Once these formalities have been resolved, here are some suggestions. I will assume that your parents currently have $300,000 in disposable liquid assets:
Direct Loan: Your purchase price is $300,000. Your parents can lend you the entire purchase price, and you will take title to your condominium in your name only. You will sign a promissory note, agreeing to repay this money over an agreed upon period of time. To secure payment of this note (and to allow you to deduct the mortgage interest for tax purposes) you must also have a deed of trust (the mortgage document) recorded against your property in favor of your parents.
The terms of the note and deed of trust could parallel what you can get from a commercial lender. For example, you can agree to repay the loan from your parents in equal monthly installments, based on a fixed rate of 6 percent per annum, amortized over 30 years. This would give your parents a monthly income of $1798.68 — although the interest portion they receive is taxable income to them. The IRS allows family members to offer a lower interest rate than would be available commercially, but you must confirm this rate with your tax advisors.
Under this approach, you get a mortgage without the hassles — or the expenses — of a commercial lender and your parents will get a decent rate of return on their investment. If they want, your parents can gift you up to $11,000 per parent on a yearly basis; in other words, this year your parents can forgive $22,000 of the loan balance, and continue the process on a yearly basis.
Partial Loan: In the example above, your parents will lend you the entire sales proceeds. However, should they not want to provide the full $300,000, they can lend you a portion of the purchase price and the balance you will get from a commercial lender. For example, instead of borrowing $240,000 (i.e. 80 percent of the purchase price) from a commercial lender, you obtain a loan from the lender in the amount of $150,000. The difference of $150,000, would be lent by your parents, under the same terms and conditions as described above.
Here, however, there is a potential risk for your parents. Their loan would be secured as a second deed of trust. Should you go into default on the first mortgage, there is the possibility that your parents could lose their investment if the property is foreclosed upon by the first lender. Typically, a foreclosure by a first trust lender wipes out any subordinate mortgage liens.
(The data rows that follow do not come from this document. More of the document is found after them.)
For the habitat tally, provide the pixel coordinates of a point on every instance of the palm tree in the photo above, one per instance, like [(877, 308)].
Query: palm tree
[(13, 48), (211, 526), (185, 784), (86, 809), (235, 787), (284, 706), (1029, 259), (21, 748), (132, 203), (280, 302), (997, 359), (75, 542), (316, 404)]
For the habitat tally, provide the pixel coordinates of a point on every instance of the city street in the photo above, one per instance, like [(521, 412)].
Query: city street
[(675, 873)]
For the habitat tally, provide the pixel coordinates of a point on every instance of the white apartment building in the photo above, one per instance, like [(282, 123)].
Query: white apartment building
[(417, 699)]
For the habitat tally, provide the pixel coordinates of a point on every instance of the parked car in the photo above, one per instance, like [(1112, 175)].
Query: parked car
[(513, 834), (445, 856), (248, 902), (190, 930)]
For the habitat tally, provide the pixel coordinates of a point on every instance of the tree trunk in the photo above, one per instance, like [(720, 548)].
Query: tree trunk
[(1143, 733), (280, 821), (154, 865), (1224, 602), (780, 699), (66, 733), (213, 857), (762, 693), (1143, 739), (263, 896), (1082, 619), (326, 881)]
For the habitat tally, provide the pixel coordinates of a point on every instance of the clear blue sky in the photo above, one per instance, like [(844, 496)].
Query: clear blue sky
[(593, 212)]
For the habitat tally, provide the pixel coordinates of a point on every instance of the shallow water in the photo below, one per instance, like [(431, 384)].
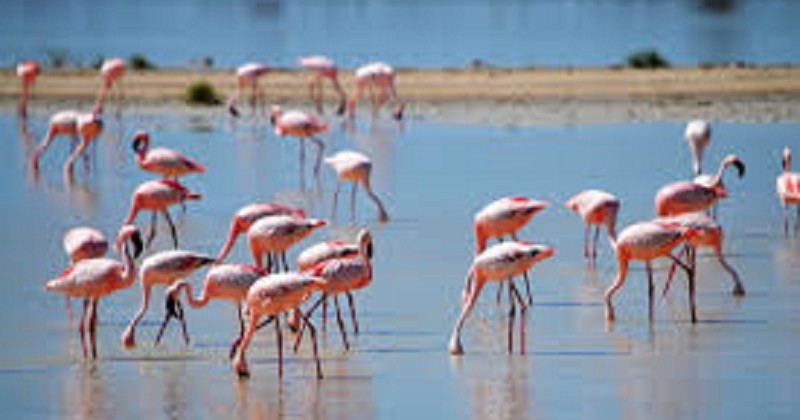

Shared Ownership: Instead of lending you the money, your parents can purchase the property with you. They can still put up all or part of the purchase price, and title will be in all three names. There are numerous ways that title can be held. Generally speaking, title can be held 90 percent in your name and 10 percent in your parents name (or vice versa); title can be held 50-50, as joint tenants with right of survivors. Or — if your parents want their portion of the condominium to go into their estate on their death (rather than to you) — title can be held as tenants in common. This is complex and your financial advisors and attorneys will have to assist you on this matter.
There are tax benefits available to both you and your parents under a shared ownership arrangement. It is important to remember, however, that you must enter into a written agreement with your parents spelling out ownership rights and responsibilities. This agreement should be completed before you go to settlement.
Your Parents Make The Purchase: Another possible scenario is for your parents to purchase the property in their name and lease it to you. You would, of course, not get any tax benefits under this approach. Your parents could, on a yearly basis, gift you up to $11,000 for each parent, and this gift could be a percent of the title ownership. For example, a $22,000 gift the first year would equate to approximately 7.3 percent of the purchase price ($22,000 divided by $300,000). Your parents could give you a deed to this percent of the property this year, and a similar percentage on a yearly basis until you will own the entire property.
Until you own the condominium in your own name, you will have to pay rent (based on the percentage of the property owned by your parents, and your parents would get the benefits of most of the tax deductions.
There are numerous creative ways in which your parents can assist you. Sit down with them and discuss all options, and — even though they are your parents — prepare and sign a written agreement memorializing the terms you have agreed upon. This documentation may be beneficial to you in future years.